[Python-ideas] Fix default encodings on Windows

Sat Aug 20 04:18:18 EDT 2016

Chris Barker writes:

 > Sure -- but it's entirely unnecessary, yes? If you don't change
 > your code, you'll get py2(bytes) strings as paths in py2, and py3
 > (Unicode) strings as paths on py3. So different, yes. But wouldn't
 > it all work?

The difference is that if you happen to have a file name on Unix that
is *not* encoded in the default locale, bytes Just Works, while
Something Bad happens with unicode (mixing Python 3 and Python 2
terminology for clarity).  Also, in Python the C/POSIX default locale
implied a codec of 'ascii' which is quite risky nowadays, so using
unicode meant always being conscious of encodings.
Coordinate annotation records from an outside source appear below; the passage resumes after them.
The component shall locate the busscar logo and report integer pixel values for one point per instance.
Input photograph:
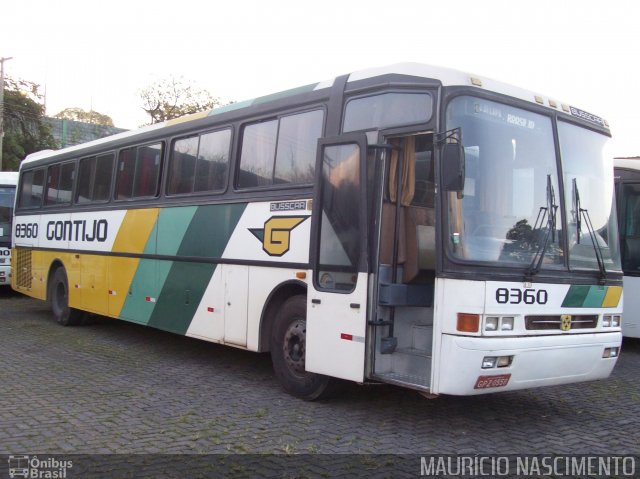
(276, 234)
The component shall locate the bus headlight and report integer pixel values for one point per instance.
(491, 323)
(489, 362)
(507, 323)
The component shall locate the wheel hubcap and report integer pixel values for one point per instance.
(294, 346)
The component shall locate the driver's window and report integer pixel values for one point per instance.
(416, 245)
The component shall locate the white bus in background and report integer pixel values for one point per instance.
(627, 178)
(8, 182)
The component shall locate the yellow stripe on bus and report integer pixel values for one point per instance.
(612, 298)
(134, 231)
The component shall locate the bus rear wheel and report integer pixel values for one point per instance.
(59, 295)
(288, 348)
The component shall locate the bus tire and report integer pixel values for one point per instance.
(288, 348)
(59, 294)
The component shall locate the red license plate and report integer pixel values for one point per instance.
(484, 382)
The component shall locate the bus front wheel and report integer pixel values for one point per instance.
(288, 347)
(59, 294)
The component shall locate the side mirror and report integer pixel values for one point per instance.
(453, 167)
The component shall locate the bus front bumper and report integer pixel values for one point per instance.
(536, 361)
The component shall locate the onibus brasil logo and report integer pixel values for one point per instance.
(276, 234)
(35, 467)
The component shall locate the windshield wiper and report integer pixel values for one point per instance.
(549, 213)
(592, 232)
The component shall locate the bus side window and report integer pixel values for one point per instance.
(126, 170)
(102, 179)
(147, 171)
(85, 178)
(213, 161)
(31, 188)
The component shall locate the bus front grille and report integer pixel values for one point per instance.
(23, 268)
(578, 321)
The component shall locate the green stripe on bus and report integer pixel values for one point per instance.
(184, 285)
(585, 296)
(595, 297)
(173, 224)
(143, 290)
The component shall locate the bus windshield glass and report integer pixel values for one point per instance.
(6, 213)
(589, 195)
(509, 212)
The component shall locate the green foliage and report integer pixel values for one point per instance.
(24, 129)
(172, 98)
(78, 114)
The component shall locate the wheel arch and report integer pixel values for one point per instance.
(276, 298)
(55, 264)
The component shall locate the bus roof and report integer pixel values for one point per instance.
(447, 76)
(632, 163)
(8, 178)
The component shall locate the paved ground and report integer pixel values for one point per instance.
(113, 387)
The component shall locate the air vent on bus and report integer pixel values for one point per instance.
(578, 321)
(23, 268)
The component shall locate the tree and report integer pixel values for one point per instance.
(172, 98)
(24, 128)
(78, 114)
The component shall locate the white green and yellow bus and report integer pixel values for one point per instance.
(8, 182)
(627, 178)
(406, 224)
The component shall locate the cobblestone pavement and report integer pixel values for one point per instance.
(115, 387)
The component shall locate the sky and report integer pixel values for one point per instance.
(99, 55)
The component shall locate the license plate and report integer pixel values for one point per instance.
(484, 382)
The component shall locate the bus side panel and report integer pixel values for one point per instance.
(631, 308)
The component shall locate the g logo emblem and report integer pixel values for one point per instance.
(276, 234)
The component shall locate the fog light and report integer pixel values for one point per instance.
(491, 323)
(504, 361)
(468, 323)
(610, 352)
(507, 323)
(489, 362)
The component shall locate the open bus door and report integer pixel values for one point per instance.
(338, 290)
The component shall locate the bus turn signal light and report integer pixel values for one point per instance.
(468, 323)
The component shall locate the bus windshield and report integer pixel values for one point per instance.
(6, 213)
(588, 178)
(509, 211)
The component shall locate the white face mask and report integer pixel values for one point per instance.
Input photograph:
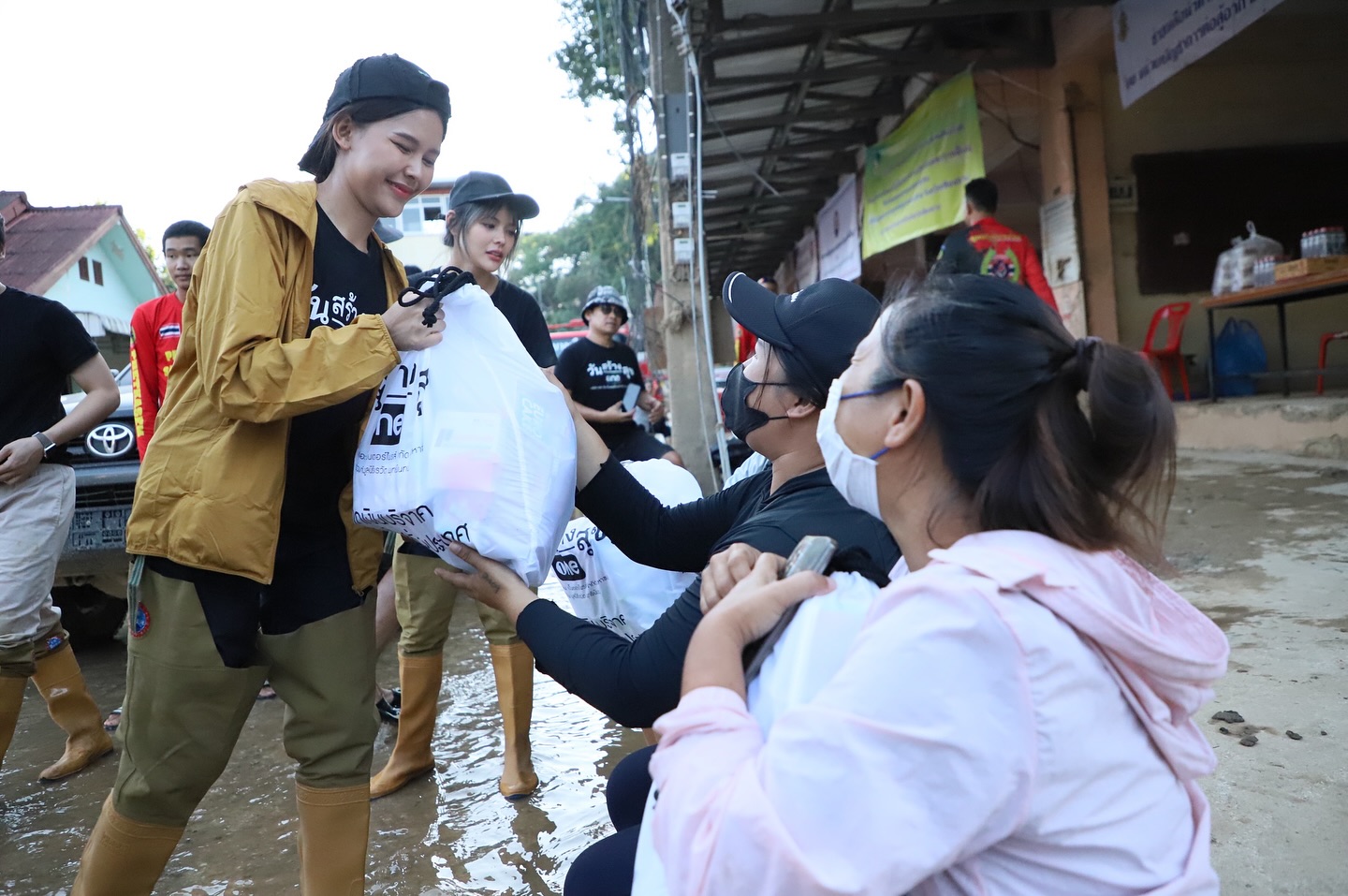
(855, 476)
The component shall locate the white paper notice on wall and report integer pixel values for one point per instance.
(839, 235)
(806, 260)
(1059, 232)
(1152, 39)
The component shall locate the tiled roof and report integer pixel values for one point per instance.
(40, 242)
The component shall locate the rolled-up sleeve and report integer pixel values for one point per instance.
(250, 372)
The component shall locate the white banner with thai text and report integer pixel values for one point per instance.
(1152, 39)
(840, 235)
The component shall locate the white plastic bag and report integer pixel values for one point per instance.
(603, 583)
(469, 442)
(808, 655)
(1237, 266)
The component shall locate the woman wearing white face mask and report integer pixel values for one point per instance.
(1014, 718)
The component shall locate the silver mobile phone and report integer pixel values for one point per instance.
(813, 555)
(631, 395)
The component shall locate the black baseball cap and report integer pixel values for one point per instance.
(815, 330)
(388, 77)
(480, 186)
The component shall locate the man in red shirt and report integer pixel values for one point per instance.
(156, 326)
(987, 247)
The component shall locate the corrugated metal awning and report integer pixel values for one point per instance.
(794, 88)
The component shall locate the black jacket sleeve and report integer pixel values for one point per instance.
(631, 682)
(668, 537)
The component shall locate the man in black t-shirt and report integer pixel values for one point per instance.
(606, 381)
(40, 344)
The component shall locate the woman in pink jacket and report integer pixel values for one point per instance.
(1014, 717)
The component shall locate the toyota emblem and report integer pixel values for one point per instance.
(110, 441)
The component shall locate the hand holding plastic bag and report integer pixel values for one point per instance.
(469, 442)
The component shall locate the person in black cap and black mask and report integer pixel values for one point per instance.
(481, 232)
(772, 402)
(247, 561)
(599, 372)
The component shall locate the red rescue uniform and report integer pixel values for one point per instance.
(155, 329)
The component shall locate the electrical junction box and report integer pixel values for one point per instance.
(683, 251)
(680, 166)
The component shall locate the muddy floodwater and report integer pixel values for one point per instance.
(452, 833)
(1258, 542)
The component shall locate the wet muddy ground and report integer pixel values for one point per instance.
(1259, 542)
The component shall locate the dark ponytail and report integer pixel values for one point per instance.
(1004, 381)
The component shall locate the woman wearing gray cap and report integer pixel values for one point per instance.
(248, 565)
(481, 233)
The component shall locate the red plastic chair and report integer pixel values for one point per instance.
(1324, 348)
(1173, 316)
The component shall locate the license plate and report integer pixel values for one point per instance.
(100, 528)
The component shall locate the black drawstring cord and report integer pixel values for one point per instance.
(441, 283)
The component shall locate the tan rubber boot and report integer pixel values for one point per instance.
(514, 668)
(62, 686)
(411, 757)
(333, 840)
(11, 701)
(123, 857)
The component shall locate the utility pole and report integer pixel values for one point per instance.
(692, 398)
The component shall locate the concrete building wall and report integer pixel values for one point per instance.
(116, 298)
(1278, 82)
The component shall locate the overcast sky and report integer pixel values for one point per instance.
(166, 108)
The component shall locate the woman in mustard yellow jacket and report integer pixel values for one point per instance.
(247, 562)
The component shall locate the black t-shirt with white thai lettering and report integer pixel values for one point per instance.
(597, 377)
(322, 444)
(520, 310)
(40, 344)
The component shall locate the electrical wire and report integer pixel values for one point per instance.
(693, 74)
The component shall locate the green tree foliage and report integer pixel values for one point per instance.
(592, 248)
(606, 57)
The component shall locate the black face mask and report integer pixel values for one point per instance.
(741, 418)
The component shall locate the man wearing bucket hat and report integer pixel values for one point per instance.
(601, 374)
(772, 402)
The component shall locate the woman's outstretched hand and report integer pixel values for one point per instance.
(491, 582)
(756, 602)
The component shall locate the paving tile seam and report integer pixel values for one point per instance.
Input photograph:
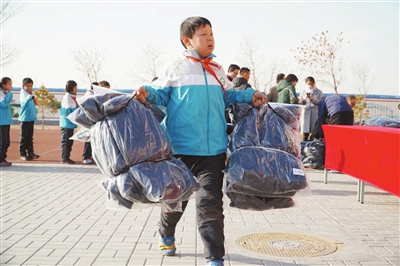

 > So folks are making an active choice to change their code to get some
 > perceived (real?) performance benefit???

No, they're making a passive choice to not fix whut ain't broke nohow,
but in Python 3 is spelled differently.  It's the same order of
change as "print stuff" (Python 2) to "print(stuff)" (Python 3),
except that it's not as automatic.  (Ie, where print is *always* a
function call in Python 3, often in a Python 2 -> 3 port you're better
off with str than bytes, especially before PEP 461 "% formatting for
bytes".)

 > However, as I understand it, py3 string paths did NOT "just work"
 > in place of py2 paths before surrogate pairs were introduced (when
 > was that?)

I'm not sure what you're referring to.  Python 2 unicode and Python 3
str have been capable of representing (for values of "representing"
that require appropriate choice of I/O codecs) the entire repertoire
of Unicode since version 1.6 [sic!].  I suppose you mean PEP 383
(implemented in Python 3.1), which added a pseudo-encoding for
unencodable bytes, ie, the surrogateescape error handler.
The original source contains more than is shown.